Fujimoto, a Las Vegas photographer who was doing a wedding shoot at the time of the crash, said he suddenly saw people running toward the edge of a gulch. He said he heard gasps and went to check out the commotion coming from about 600 feet (183 meters) below.
“In the gulch, there was a helicopter, flames, smoke,” he said. “It was horrible.”
He said that’s when two or three small explosions went off in the wreckage and people weren’t sure what to do. He said some other pilots flying helicopters in the area at the time of the crash descended into the gulch and delivered water and first aid supplies.
Fujimoto said he saw two badly injured women and one of them was yelling out a man’s name. He said one of them “was pretty much burned all over.”
“Her hands were bloody, and body was just more burned,” Fujimoto said.
The other woman, he said, was “covered in blood” and was bleeding from her head or neck.
Fujimoto said he has taken helicopter rides for photo shoots for the past few years and generally felt safe. He said the crash aftermath is the worst thing he’s ever witnessed.

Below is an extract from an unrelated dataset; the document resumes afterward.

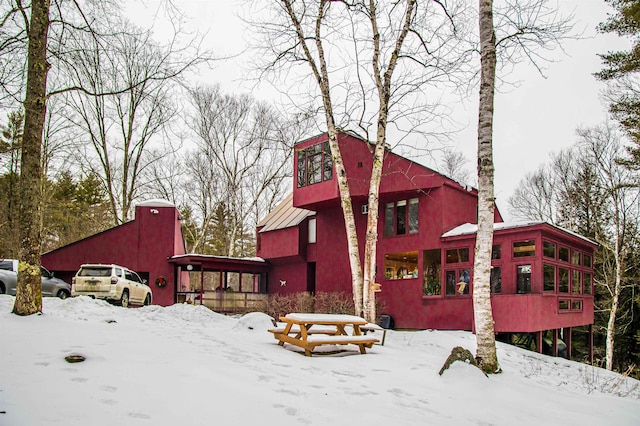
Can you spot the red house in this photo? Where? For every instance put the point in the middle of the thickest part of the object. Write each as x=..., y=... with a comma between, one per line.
x=541, y=276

A UK Foreign Office spokesperson said: “We are providing support to the families of six British visitors involved in a helicopter accident at the Grand Canyon on 10 February, and we are in close contact with the US emergency services.”
In a statement, Brenda Halvorson, the chief executive of the helicopter company involved – Papillon Airways – said the company extended its heartfelt sympathy to the families of the dead and injured.
On its website, Papillon calls itself “the world’s largest aerial sightseeing company” and says it flies more than 600,000 people a year.
The Grand Canyon, which is more than 1.6km (one mile) deep, is one of the most visited tourist attractions in the US.